Rekomendowane odpowiedzi

Dokładnie, przerost węglowy. To zwykły, słaby rusek z kopalni odkrywkowej. Nie obraź się Witku, ale moim zdaniem do palenia od góry kompletnie bezsensowny zakup. Niby cena dobra, ale zimą będzie szedł jak papier.

Odnośnik do komentarza
Udostępnij na innych stronach

Gość witek1234

Co zrobić..przepadło. Pocieszenie takie że tych bryłek jest stosunkowo mało, na trzy tony które wniosłem do kotłowni było tego może ze 20 sztuk. Groch z tamtego roku miał niemalże identyczną strukturę i sporo więcej popiołu, tez bym go sklasyfikował jako rosyjski wyrób i poszło tego 6 ton.
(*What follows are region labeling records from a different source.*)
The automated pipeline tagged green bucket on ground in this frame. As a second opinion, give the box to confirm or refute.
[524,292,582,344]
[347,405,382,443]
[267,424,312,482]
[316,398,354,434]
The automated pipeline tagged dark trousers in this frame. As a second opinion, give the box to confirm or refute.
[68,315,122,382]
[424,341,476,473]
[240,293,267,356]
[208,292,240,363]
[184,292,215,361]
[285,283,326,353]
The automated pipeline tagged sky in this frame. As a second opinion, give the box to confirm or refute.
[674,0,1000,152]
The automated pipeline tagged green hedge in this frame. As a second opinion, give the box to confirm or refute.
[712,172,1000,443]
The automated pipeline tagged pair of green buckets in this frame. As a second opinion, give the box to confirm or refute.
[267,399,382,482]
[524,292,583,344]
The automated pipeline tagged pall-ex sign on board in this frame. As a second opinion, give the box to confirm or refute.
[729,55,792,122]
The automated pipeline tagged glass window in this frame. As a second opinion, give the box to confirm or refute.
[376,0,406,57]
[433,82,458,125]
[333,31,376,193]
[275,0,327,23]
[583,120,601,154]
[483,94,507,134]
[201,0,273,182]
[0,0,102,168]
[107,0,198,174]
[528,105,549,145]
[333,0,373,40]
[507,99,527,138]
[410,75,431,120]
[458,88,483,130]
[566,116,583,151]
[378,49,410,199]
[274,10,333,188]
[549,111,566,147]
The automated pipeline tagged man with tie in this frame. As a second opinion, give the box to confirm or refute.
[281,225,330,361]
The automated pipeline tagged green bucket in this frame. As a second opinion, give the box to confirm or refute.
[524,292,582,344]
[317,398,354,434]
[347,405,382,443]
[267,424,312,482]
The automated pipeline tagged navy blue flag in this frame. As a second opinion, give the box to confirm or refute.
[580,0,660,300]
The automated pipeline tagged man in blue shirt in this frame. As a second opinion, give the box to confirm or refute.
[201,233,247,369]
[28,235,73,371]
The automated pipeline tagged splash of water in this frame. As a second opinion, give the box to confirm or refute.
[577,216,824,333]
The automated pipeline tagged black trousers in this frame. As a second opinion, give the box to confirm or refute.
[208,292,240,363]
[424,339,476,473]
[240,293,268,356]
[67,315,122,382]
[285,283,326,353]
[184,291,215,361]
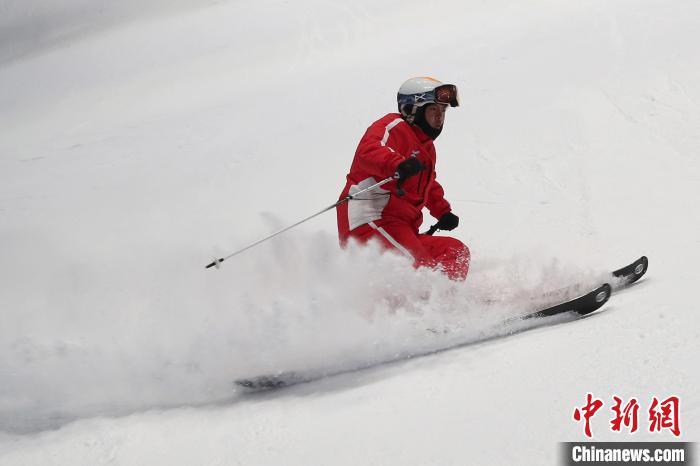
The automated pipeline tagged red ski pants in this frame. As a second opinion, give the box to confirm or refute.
[349,220,470,281]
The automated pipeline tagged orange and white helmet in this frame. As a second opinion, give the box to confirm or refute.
[396,77,459,122]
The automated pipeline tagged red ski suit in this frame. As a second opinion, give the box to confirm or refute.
[337,113,469,280]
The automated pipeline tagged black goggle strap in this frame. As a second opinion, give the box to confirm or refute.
[433,84,459,107]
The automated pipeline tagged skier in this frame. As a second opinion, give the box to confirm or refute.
[337,77,470,281]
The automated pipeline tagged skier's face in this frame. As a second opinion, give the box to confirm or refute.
[425,104,447,129]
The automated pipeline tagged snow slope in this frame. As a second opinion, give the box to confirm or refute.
[0,0,700,465]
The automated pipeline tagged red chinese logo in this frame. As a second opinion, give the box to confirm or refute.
[574,393,681,437]
[610,396,639,434]
[574,393,603,437]
[649,396,681,437]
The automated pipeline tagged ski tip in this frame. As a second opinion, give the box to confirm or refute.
[613,256,649,287]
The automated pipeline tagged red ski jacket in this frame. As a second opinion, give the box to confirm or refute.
[337,113,451,241]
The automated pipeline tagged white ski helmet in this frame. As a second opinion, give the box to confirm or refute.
[396,77,459,123]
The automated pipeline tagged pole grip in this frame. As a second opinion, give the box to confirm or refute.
[423,223,439,235]
[205,259,225,269]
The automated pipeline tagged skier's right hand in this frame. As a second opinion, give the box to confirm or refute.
[394,157,423,183]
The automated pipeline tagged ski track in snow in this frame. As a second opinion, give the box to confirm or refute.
[0,0,700,465]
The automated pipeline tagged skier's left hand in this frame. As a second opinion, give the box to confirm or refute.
[435,212,459,231]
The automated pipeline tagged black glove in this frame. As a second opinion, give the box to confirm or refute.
[394,157,423,183]
[435,212,459,231]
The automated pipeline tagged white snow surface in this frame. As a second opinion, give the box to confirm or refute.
[0,0,700,465]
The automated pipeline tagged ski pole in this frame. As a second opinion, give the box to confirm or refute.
[206,176,395,269]
[423,223,439,235]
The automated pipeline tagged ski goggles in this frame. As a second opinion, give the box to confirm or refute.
[399,84,459,107]
[433,84,459,107]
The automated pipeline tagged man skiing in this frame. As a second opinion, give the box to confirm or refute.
[337,77,470,280]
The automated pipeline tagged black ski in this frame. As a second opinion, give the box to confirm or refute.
[234,256,649,391]
[612,256,649,289]
[519,283,612,320]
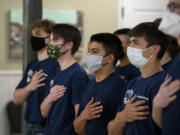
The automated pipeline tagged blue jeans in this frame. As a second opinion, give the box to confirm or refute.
[26,123,44,135]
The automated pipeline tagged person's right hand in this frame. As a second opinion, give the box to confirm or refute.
[80,97,103,120]
[117,96,149,122]
[153,77,180,109]
[27,69,46,91]
[47,85,66,102]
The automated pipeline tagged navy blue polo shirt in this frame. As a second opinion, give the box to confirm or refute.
[162,55,180,135]
[45,63,89,135]
[16,58,59,125]
[119,71,167,135]
[78,73,126,135]
[115,64,141,82]
[162,55,180,79]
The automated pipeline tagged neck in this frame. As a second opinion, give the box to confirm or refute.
[140,59,163,78]
[120,56,130,66]
[37,47,48,61]
[160,52,171,65]
[95,64,114,82]
[58,52,76,71]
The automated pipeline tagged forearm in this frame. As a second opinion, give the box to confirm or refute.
[107,112,126,135]
[152,106,163,128]
[73,115,87,135]
[13,86,31,104]
[40,96,53,118]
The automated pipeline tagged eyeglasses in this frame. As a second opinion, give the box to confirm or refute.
[167,3,180,12]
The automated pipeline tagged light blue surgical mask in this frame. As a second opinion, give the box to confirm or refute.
[127,46,153,68]
[86,54,103,73]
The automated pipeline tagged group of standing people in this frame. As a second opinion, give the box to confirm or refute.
[13,0,180,135]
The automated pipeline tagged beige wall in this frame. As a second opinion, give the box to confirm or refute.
[0,0,22,70]
[0,0,118,70]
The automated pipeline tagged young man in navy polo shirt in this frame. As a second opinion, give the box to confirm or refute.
[41,24,89,135]
[74,33,126,135]
[108,23,168,135]
[153,0,180,135]
[114,28,140,82]
[13,20,59,135]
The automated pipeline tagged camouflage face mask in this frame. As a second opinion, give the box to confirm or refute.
[47,44,63,59]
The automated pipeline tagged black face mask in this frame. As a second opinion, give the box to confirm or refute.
[31,36,47,52]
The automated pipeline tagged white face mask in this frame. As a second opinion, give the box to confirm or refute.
[86,54,103,73]
[127,47,153,68]
[159,11,180,37]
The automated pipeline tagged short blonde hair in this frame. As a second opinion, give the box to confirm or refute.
[30,19,55,34]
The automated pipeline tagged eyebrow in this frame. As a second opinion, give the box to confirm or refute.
[88,48,100,51]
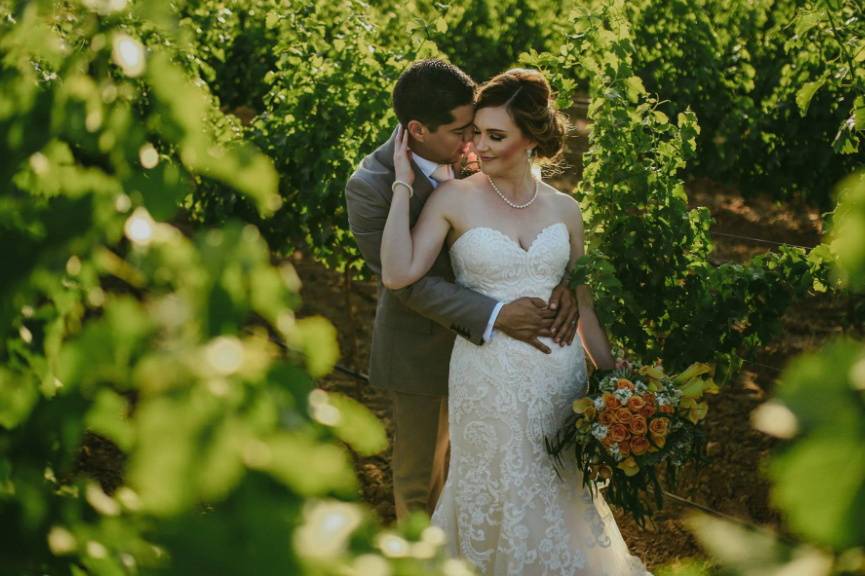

Dziś ten groszek niby Ziemowit cenią na 700 zł więc wybrałem ten orzech. Natomiast Staszic za 900 zł...wiem że inna liga, ale po Bogdance jakoś nie wywietrzała mi z głowy uciążliwa robota z cotygodniowym gruntownym czyszczeniem kotła, czopucha i komina z zalegającej sadzy.  Dopiero sezon pokaże co to warte ale wiem że na pewno nie będzie walki ze smołą czy sadzą a to już jest jakiś tam zysk. Przyjdzie zima , spalę to cudo i znów będzie pole do popisu. A opinię ze spalania wystawię w sezonie.

Odnośnik do komentarza
Udostępnij na innych stronach

Nie chce krakac, ale ja z 3 ton takiego ruska z przerostami wyrzuciłem kiedys ze 30 wiader kamieni, ktorych nie widzialem ani wrzucając wegiel, ani ladujac go do kotła. 

 

Odnośnik do komentarza
Udostępnij na innych stronach

Gość witek1234

Wiem że trudno Wam mnie dołować ale opisujecie swoje doświadczenia i nie są one zbyt kolorowe za to szczere i to sobie cenię. Węgiel kupiony i trzeba go sfajczyć. Kupując , każdy ma nadzieję na trafiony zakup, dopiero zima pokaże co on wart. Jazda po bandzie to moja słabość przy podejmowaniu decyzji i zakupie węgla. Jak się ewentualnie  urobię i naklnę to może za rok wezmę coś mocniejszego. A może nie będzie źle, niech się pali jak papier byle kamulców nie było. I sadzy. Dzięki za opinie, dam znać czy mam kłopot czy nie.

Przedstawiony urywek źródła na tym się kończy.